“Why can’t I get a grip on it?” Swinburne muttered. “I feel as if I’m staring into a huge kaleidoscope.”
“It’s moving,” Burton said.
He wasn’t referring to the individual components of the machinery but rather to entire sections of the tangled mass, which were shifting about at random and in a manner that eluded explanation: a sloping panel of blinking lights a little way in front of the two men suddenly winked out of existence and, in its place, a bellows-like device appeared, wheezing and pumping and apparently as much a functional part of the apparatus to which it was attached as the panel had been; beyond this, and to the left, a spindly column of revolving disks instantaneously repositioned itself twenty feet or so farther away, so that one second it was in one place and standing vertically, the next it was in the other and horizontal; and off to the right, an enormous wedge-shaped segment of a metal tank from which steam was whistling became, instead, a wedge-shaped segment of kicking cranks.
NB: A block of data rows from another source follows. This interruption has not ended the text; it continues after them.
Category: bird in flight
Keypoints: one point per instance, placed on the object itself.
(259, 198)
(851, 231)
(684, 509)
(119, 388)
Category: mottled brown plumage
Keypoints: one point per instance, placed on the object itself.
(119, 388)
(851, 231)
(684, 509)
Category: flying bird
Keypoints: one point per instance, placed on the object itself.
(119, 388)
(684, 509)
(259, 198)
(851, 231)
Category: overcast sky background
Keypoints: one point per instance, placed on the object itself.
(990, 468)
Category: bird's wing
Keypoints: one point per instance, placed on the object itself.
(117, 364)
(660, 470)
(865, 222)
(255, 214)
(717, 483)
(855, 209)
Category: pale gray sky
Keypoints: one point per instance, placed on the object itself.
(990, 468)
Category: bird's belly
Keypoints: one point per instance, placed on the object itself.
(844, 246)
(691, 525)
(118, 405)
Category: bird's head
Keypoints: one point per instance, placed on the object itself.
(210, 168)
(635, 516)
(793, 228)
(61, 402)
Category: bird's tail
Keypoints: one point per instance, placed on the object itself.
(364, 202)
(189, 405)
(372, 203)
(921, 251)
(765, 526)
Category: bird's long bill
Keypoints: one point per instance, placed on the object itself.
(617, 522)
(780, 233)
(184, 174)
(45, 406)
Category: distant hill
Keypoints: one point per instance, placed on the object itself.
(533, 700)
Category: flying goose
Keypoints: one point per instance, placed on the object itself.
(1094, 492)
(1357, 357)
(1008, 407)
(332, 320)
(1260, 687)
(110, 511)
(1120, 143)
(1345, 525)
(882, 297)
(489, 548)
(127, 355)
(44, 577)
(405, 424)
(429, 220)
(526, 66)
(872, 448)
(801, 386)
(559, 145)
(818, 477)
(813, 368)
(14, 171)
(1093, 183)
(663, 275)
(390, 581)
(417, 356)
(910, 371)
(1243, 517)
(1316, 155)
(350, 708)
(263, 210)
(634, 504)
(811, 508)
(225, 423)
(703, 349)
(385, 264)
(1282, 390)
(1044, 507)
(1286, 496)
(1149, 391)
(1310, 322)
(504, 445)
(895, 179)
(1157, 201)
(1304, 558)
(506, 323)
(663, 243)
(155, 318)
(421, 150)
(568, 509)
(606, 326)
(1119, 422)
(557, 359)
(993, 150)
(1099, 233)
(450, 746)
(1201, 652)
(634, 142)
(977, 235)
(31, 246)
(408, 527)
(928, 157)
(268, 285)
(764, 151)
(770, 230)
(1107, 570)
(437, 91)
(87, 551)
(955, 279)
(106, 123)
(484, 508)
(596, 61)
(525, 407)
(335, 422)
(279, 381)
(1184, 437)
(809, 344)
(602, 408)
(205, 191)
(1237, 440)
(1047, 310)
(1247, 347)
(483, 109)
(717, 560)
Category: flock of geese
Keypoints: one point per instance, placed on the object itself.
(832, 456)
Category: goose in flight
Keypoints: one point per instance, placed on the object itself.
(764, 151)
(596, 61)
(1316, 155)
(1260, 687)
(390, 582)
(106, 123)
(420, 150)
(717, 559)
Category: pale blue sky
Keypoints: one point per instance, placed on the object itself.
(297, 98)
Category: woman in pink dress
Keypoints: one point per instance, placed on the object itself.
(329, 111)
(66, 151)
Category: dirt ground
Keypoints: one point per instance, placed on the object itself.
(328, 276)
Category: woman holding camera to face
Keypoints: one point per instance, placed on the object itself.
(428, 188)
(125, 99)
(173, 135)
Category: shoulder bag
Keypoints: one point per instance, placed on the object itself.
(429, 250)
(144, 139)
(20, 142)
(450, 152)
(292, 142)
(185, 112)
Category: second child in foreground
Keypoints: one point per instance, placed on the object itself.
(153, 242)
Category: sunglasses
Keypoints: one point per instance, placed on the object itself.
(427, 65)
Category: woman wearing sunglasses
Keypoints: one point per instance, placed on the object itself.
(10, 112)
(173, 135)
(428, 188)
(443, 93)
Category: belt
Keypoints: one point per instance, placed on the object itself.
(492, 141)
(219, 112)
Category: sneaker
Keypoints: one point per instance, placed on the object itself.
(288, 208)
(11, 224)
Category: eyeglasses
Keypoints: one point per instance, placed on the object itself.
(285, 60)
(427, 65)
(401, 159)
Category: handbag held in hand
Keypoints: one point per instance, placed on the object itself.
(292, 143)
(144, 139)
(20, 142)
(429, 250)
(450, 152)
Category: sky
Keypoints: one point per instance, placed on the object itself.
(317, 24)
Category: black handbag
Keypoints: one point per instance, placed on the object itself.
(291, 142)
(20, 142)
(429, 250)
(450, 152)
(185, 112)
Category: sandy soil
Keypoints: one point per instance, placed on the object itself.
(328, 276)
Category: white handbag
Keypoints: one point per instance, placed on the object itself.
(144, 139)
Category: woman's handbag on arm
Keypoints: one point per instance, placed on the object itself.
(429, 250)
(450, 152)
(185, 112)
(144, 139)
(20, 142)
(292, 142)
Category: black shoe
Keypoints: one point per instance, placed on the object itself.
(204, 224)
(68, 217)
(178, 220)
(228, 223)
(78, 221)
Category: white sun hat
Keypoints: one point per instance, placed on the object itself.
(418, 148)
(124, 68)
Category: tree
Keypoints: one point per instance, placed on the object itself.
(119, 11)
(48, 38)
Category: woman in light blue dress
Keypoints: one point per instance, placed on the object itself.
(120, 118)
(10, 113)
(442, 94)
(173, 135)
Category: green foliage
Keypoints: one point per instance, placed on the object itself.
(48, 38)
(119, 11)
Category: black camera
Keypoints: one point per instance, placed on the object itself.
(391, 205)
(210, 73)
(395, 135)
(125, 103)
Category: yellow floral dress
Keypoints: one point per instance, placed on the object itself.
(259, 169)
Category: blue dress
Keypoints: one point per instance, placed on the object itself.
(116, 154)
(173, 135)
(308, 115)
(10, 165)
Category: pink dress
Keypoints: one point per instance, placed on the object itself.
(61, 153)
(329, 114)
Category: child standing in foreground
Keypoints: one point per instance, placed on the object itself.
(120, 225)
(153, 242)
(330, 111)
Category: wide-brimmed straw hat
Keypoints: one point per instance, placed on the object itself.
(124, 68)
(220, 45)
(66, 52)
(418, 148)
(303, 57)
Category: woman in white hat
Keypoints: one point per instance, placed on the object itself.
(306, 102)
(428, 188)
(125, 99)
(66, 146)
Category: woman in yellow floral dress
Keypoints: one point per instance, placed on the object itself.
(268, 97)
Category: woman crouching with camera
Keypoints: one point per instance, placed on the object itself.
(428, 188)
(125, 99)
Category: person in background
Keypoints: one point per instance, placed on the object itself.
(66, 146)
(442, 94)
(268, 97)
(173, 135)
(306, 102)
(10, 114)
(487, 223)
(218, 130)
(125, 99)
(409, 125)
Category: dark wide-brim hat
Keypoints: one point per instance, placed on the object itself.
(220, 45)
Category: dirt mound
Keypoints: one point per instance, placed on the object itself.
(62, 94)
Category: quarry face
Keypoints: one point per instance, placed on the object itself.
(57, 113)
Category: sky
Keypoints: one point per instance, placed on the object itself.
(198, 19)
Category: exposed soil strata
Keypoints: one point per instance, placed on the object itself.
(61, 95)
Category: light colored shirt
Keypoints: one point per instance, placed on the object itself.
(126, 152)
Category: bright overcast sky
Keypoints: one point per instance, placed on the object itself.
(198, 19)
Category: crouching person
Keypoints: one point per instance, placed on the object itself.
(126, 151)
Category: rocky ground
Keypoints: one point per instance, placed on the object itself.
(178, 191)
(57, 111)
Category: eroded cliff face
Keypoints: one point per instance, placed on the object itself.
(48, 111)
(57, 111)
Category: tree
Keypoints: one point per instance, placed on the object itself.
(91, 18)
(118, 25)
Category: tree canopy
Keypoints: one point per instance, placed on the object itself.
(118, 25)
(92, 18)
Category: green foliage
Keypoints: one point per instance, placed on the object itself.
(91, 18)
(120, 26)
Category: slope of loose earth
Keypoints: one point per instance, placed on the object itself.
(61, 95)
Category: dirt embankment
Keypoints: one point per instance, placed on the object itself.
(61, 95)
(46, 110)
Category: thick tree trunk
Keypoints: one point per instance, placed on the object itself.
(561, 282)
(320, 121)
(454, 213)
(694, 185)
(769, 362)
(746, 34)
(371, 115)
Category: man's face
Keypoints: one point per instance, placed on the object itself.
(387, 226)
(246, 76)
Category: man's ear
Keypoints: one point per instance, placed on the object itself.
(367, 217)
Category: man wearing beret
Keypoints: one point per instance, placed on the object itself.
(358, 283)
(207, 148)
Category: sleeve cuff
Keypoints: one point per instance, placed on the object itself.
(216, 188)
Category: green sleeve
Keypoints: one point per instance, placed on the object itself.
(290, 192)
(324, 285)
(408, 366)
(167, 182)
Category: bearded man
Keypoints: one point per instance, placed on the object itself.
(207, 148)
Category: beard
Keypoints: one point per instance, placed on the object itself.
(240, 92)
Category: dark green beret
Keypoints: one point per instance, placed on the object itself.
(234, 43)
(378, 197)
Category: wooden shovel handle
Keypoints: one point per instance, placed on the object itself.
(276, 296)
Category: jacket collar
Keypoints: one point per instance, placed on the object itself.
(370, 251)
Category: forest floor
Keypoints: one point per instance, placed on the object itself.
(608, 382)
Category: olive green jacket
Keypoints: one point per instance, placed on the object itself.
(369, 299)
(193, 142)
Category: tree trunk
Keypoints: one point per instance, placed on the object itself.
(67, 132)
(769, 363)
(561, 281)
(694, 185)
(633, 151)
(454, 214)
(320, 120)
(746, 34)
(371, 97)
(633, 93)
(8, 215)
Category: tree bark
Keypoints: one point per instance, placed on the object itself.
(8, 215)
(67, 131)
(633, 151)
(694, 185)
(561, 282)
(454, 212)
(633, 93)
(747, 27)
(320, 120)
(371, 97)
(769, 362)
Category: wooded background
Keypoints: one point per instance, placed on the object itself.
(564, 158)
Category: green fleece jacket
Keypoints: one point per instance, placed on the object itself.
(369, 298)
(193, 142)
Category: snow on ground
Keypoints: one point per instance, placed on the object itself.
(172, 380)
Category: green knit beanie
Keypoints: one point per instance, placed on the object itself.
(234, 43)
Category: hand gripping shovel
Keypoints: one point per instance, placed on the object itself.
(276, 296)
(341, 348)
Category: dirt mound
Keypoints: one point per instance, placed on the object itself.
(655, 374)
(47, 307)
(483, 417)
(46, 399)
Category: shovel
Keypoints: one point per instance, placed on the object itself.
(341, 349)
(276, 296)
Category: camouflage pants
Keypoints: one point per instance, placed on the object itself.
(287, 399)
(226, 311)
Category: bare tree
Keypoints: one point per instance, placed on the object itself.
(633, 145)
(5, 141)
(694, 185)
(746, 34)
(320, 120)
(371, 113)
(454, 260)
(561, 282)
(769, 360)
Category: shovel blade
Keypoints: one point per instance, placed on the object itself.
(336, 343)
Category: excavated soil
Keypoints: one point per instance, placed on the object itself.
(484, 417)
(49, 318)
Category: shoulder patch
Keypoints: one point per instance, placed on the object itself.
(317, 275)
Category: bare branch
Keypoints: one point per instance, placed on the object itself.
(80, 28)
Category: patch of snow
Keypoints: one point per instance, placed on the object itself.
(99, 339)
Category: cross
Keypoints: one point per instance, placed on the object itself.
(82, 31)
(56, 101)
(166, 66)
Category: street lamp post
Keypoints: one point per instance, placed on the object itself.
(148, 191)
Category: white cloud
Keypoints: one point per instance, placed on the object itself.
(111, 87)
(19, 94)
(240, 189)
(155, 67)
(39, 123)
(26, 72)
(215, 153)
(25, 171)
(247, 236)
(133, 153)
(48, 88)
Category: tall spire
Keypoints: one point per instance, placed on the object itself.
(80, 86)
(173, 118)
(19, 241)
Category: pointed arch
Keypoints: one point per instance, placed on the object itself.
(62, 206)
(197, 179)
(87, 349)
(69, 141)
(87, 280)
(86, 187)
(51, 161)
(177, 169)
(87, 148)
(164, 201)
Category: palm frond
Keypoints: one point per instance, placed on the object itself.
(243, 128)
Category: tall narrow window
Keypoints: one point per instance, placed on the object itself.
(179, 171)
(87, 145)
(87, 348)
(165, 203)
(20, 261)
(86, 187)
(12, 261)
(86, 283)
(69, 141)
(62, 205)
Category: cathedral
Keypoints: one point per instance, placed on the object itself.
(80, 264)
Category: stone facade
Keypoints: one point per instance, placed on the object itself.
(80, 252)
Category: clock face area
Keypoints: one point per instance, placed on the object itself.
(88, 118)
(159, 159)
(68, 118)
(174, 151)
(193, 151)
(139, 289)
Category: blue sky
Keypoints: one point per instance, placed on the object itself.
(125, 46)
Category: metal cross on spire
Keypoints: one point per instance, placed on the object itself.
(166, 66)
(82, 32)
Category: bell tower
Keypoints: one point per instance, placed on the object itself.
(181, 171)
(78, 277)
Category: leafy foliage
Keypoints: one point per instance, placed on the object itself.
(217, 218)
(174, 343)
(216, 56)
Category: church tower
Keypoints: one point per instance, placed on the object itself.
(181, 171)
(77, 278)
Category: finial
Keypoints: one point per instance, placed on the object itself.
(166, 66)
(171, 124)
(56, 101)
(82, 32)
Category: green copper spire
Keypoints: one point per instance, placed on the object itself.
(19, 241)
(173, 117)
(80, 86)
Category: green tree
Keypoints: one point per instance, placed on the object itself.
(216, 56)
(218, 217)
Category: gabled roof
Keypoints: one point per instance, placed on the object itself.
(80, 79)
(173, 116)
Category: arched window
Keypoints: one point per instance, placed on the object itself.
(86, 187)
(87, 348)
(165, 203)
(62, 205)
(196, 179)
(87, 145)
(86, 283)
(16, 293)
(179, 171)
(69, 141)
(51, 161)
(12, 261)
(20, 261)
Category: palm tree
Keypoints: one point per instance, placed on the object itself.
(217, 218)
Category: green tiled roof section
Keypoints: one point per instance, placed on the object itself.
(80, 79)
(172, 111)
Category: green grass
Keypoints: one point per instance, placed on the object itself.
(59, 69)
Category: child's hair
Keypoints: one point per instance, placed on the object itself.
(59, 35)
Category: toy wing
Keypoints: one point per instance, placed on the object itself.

Every element of the vista—including men moving about on walkways suspended between the conglomerated devices—was transforming, moving, vanishing, and reappearing, and the effect of this on the two observers was so disorientating that they gripped the balustrade and one another as if holding on for dear life.
“I feel seasick,” Swinburne said. “What the devil is it?”
Burton pointed toward a buzzing contrivance of mechanical arms, hammers, and grippers. “Look there. It’s beating brass panels into shape. Clockwork men and babbages are being constructed here.”
The poet turned his eyes in the direction indicated, but the moment they rested on the apparatus, it was abruptly replaced by some manner of furnace from which liquid metal poured.
“I recognise parts of this from the Battersea station,” Burton said. “There, for instance, is one of Brunel’s electricity generators. Ah, too late, it’s gone.”
They watched, entranced, as the immense industrial complex ceaselessly reconfigured itself. After a few moments, Swinburne pointed. “Straight ahead, Richard. Keep your eyes levelled toward the middle of the chamber. Look through the gaps as they appear. Do you see something?”
Burton did as advised. “Some sort of space in the centre of it all?”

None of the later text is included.